Resta do empreendimento, um excelente porto de águas profundas – terminais para petroleiros, graneleiros, refinados, gás natural e carga geral – a central térmica a carvão (EDP), a refinaria (GALP), alguns parques de indústria ligeira com PMEs, a nova cidade de “Santo André” e a barragem de Morgavel (30×106 m3 de água) alimentada por um complicado transvaze. A indústria petroquímica e a metalomecânica pesada faliram, as novas perspectivas de investimentos (exemplo: fábrica da Ford) falharam e a gestão do actual património residual do Estado é frágil. O empreendimento, que nascera voltado para o mar, não precisava “ab initium” de uma grande rede de ligação ao interior, a não ser algumas vias rápidas e a linha de caminho de ferro Sines-Poceirão. Todavia, a partir do momento que Portugal aderiu à CE, não faz sentido defender uma política atlântica sem conseguir ligar os nossos portos e, em especial Sines, ao centro da Europa. Só assim se conseguirá entrar em concorrência com portos tácticos do Mar do Norte e do Mediterrâneo.

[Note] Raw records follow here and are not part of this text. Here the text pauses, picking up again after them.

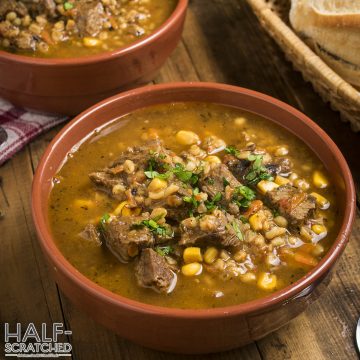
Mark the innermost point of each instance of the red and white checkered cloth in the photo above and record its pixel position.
(18, 127)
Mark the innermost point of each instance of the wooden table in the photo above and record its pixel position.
(222, 42)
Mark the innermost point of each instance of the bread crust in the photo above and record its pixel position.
(335, 38)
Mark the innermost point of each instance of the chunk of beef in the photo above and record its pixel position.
(107, 178)
(241, 167)
(152, 271)
(216, 180)
(90, 17)
(218, 228)
(36, 7)
(125, 239)
(279, 165)
(91, 234)
(294, 204)
(12, 5)
(238, 167)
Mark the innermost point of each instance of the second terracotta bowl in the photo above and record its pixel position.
(204, 330)
(69, 86)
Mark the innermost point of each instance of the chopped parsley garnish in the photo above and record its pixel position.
(225, 182)
(68, 5)
(232, 150)
(154, 227)
(237, 230)
(104, 219)
(210, 181)
(243, 196)
(257, 171)
(211, 205)
(192, 201)
(243, 219)
(164, 250)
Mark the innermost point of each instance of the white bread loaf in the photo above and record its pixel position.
(332, 29)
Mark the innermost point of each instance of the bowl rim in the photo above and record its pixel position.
(175, 16)
(255, 306)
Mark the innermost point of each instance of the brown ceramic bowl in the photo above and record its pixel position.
(69, 86)
(191, 331)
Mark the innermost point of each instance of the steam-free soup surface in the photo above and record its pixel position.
(266, 242)
(73, 28)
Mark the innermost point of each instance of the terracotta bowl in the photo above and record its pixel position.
(191, 331)
(69, 86)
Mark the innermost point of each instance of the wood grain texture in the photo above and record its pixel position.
(222, 42)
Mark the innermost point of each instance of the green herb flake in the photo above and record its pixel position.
(237, 230)
(257, 171)
(211, 205)
(164, 250)
(232, 150)
(243, 196)
(210, 181)
(68, 6)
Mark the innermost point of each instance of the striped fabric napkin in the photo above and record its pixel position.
(18, 127)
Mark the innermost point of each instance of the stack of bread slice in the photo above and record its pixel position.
(332, 29)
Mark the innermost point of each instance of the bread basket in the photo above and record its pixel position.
(273, 15)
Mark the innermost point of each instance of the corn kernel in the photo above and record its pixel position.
(267, 281)
(118, 210)
(264, 186)
(255, 222)
(318, 229)
(301, 184)
(280, 180)
(91, 42)
(281, 151)
(320, 180)
(318, 250)
(191, 269)
(248, 277)
(184, 137)
(157, 185)
(211, 254)
(321, 202)
(306, 234)
(192, 254)
(240, 121)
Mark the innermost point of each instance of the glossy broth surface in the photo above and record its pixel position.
(68, 219)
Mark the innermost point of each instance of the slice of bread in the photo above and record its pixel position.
(332, 29)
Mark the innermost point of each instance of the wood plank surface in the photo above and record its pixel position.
(222, 42)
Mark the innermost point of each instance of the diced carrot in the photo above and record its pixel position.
(254, 207)
(305, 259)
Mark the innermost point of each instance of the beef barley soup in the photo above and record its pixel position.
(193, 205)
(73, 28)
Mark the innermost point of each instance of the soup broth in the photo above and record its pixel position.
(73, 28)
(262, 248)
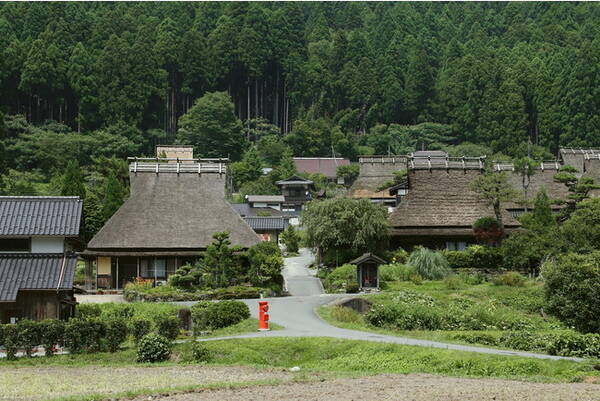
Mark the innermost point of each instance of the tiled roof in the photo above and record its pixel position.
(40, 215)
(320, 165)
(267, 223)
(35, 272)
(266, 198)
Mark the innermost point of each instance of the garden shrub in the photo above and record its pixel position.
(345, 314)
(11, 340)
(511, 279)
(84, 335)
(115, 333)
(572, 290)
(429, 264)
(167, 326)
(338, 278)
(201, 353)
(52, 334)
(215, 315)
(139, 328)
(453, 282)
(153, 348)
(395, 272)
(30, 335)
(476, 338)
(88, 310)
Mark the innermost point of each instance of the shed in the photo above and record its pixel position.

Tal como aconteceu com a localização do novo aeroporto, palra-se agora, por tudo e por nada, sobre o TGV: Lisboa-Porto, Poceirão, ligação a Espanha (Elvas, Badajoz, Madrid…) e mais umas quantas conjecturas. Nunca entendi a essência do conceito designado por “politicamente correcto” mas sei, sem ambiguidades, o que é que quer dizer “tecnicamente correcto”. É tempo de os partidos mais representativos do espectro político português meditarem sobre o passado e tentarem estabelecer um acordo de regime no que toca à essência de um “Plano Estratégico” com coluna vertebral sólida e os governos deixarem-se do “doing as we go”. É preciso saber para onde vamos e como vamos. Um plano destes não pode andar a reboque de chicana barata. Já basta! Em matéria de um comboio de mercadorias de velocidade alta, a Espanha e a França são antagonistas nada interessados em que possamos ter um pé estrategicamente posicionado no Atlântico e outro no coração da Europa. A aproximação de Portugal ao Brasil e à Venezuela, pelo ocidente, a Singapura, pelo oriente, e a dita amizade do nosso Primeiro-Ministro com J. L. Zapatero podem ser indícios desse eventual plano, mas tudo isto é nebuloso vago e impreciso. Há que pensar nestes assuntos com aprumo e sentido de Estado, e o desempenho político dos governos de há umas quantas legislaturas a esta parte tem deixado muito a desejar. É bom ficarmos atentos ao futuro.

(Publicado no Diário de Coimbra de 8 de Fevereiro de 2008)

* INETI – Instituto Nacional de Engenharia e Tecnologia Industrial

Este texto expressa exclusivamente a opinião do autor e foi publicado da forma como foi recebido, sem alterações pela equipe do Entrelaços.